Les médecins ou mires qui s’occupaient des indigents étaient rémunérés par la ville ; par exemple à Roubaix ils étaient rémunérés 6 livres et 5 sols l’année pour « remuer et visiter les pauvres » ; en 1579, 60 livres et 70 livres en 1669.

A Armentières en 1598/1599, Jéhenne Soutil (ou Subtil) « malade de maladie estrange », fut trois fois exorcisée par le curé de Nieppe. A chaque venue, ce dernier mangeait avec les ministres de la table des pauvres à l’auberge « du bel imaige » ou celle de l’« escu de Bourgogne », (toutes deux sur la place).
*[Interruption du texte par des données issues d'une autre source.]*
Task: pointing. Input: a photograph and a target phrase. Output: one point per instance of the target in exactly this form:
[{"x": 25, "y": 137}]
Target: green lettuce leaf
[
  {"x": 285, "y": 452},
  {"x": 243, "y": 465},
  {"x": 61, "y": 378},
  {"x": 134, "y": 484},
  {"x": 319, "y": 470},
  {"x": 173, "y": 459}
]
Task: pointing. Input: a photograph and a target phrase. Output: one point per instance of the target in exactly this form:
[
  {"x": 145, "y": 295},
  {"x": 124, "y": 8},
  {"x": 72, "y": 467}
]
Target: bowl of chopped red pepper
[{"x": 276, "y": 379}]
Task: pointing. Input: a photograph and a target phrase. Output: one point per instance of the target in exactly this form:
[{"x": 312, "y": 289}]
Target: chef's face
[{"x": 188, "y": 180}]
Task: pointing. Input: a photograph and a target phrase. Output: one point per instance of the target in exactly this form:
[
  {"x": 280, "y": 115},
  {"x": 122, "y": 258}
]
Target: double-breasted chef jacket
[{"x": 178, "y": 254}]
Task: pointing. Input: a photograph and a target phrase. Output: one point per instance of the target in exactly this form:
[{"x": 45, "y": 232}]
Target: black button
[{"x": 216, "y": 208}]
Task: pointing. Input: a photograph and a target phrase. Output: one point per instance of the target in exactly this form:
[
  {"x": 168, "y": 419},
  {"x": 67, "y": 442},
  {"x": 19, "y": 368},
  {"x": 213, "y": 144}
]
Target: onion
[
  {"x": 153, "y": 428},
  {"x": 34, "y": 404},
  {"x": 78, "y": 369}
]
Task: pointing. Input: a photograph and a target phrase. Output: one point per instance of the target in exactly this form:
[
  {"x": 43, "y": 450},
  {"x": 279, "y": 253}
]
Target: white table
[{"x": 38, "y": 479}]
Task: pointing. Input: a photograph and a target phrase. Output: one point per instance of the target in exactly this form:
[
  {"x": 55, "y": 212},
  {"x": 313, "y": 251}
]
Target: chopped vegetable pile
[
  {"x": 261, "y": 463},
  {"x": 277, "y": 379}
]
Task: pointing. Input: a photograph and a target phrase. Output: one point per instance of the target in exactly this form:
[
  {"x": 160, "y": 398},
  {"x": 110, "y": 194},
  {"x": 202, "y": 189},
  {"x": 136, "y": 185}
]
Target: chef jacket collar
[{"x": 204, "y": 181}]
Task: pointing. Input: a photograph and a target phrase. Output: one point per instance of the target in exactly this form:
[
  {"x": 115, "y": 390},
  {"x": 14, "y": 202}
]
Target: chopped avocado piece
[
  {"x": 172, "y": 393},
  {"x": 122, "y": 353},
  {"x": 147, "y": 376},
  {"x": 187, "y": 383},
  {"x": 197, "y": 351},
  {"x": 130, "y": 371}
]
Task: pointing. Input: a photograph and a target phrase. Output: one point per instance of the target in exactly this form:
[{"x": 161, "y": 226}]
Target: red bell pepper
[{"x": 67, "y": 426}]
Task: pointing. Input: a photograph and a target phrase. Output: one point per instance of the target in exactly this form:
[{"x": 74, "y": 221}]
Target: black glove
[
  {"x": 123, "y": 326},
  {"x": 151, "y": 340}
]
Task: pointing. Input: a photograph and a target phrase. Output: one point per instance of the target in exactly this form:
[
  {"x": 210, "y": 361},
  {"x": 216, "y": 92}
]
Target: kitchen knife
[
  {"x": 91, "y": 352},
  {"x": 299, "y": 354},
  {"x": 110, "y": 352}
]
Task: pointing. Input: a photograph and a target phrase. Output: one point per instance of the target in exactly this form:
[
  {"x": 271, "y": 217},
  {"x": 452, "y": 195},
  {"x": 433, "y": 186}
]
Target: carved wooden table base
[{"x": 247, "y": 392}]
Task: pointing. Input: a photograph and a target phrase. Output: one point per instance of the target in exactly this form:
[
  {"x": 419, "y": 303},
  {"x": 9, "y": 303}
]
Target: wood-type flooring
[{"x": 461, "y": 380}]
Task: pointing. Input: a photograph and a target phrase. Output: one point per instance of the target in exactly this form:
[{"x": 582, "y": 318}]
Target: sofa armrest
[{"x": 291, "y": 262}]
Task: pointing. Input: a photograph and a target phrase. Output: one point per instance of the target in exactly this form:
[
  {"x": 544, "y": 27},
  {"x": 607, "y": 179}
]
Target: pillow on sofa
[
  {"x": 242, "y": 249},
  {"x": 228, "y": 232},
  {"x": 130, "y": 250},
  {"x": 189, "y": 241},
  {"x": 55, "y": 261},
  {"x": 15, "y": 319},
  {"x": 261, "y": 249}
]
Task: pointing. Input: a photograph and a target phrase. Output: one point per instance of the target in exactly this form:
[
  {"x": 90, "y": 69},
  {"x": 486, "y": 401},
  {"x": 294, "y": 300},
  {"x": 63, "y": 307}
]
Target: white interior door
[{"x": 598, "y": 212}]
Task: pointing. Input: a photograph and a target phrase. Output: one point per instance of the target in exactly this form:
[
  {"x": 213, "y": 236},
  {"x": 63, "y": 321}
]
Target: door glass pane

Il en coûta 60 livres dont 6 livres et 6 sols audit ecclésiastique, 17 livres 16 sols échurent à Jacques Subtil (frère de la malade) pour garde de celle-ci et 6 livres et 2 sols à Maître Ernoult Bartier et sa femme qui s’en étaient chargés également.

 

A certains moments des aides spéciales sont nécessaires :

En 1558, 1572-73, entre 1575 et 1584, et de nouveau en 1587, la Bourse accorda des paiements spéciaux aux victimes de la peste, riches et pauvres, qui durent cesser leur travail et rester chez eux, ou bien s'installer dans un lieu de refuge pour les victimes de la peste situé dans la banlieue de Lille, appelé le "Riez de Canteleu".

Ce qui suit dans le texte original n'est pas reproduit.